Maar op de fotoacademie moesten ze aan een andere fotograaf denken, toen ze zagen in welke richting zijn stijl zich ontwikkelde: ‘’Ken je Koos Breukel?” Hij besloot om bij Breukel, meesterportretfotograaf, langs te gaan. “Zijn assistent ging net met zwangerschapsverlof en zijn hond legde meteen zijn hoofd op mijn schoot.” Het pleit was beslecht en Ringel Goslinga werd de assistent van Koos Breukel, waar hij jaren in de doka werkte en leerde hoe hij museumafdrukken van 50 bij 60 moest maken. Hij weet zijn allereerste les nog: zorg dat er geen fixeer aan je vingers zit als je tenminste niet je eigen vingerafdrukken op de print wil terugvinden.
Was het niet lastig om als beginnend fotograaf onder de vleugels van een fotograaf met een sterke signatuur als Breukel te schuiven? Maar voor Ringel was het helder: “Koos zoekt de pijnkant van het leven op en ik zoek mezelf in mijn directe omgeving.” Beide fotografen zijn ouderwetse analoge fotografen, die met grootbeeldcamera’s werken. De geportretteerden worden nadrukkelijk gefotografeerd: ze kijken naar een fotograaf die van het nemen een heel technisch ritueel maakt. Misschien hebben de meeste foto’s van Goslinga daarom iets ernstigs, iets plechtigs bijna. Dit is ver verwijderd van de uit de heup geschoten snapshot, waarin het leven wordt betrapt. De fotografie van Ringel Goslinga heeft zijn wortels in de vroege fotografie.
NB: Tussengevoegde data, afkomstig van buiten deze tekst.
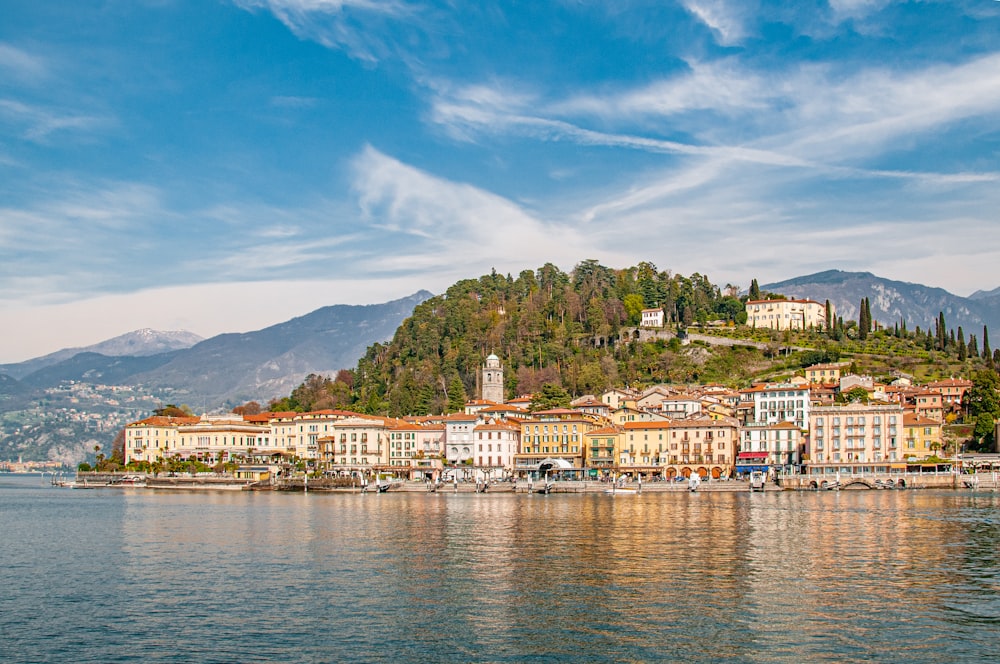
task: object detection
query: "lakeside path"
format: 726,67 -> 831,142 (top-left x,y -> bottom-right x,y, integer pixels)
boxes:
68,473 -> 976,496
En wie zichzelf zoekt vindt altijd meer dan waar hij misschien rekening mee hield. De kringen rond Ringel raken talloze andere levens in de stad. De verslaggever komt in City people een aantal mensen tegen die hij zelf kent: de voormalige galeriehoudster die kinderboeken schrijft en een van de buurvrouwen van Ringel die ooit in de filmpromotie zat. Het is het fotografische equivalent van het plotseling opduiken van wederzijdse kennissen.
“City people is voor mijn zoontje. Ik merkte dat zo’n klein mannetje al een hele wereld om zich heen heeft.”
Die eerste kring van zoon Yvan werd de eerste cirkel van City people. Ringel fotografeerde de vroedvrouw, de ambtenaar die zijn zoon inschreef, zijn schoonouders en Géraldine, ‘moeder van Yvan’. En haar kenden we al uit Family tree, waar ze figureert als ‘girlfriend’.
Met dit boek voor zijn zoon heeft hij misschien ook een boek voor zijn vader gemaakt. En heeft hij antwoord gekregen op de vraag die hij zichzelf als kind al stelde: waar sta ik zelf eigenlijk? Kijk naar de kringen: precies tussen zijn vader en zijn zoon.

Ringel Goslinga: City People. Roma, €29,50.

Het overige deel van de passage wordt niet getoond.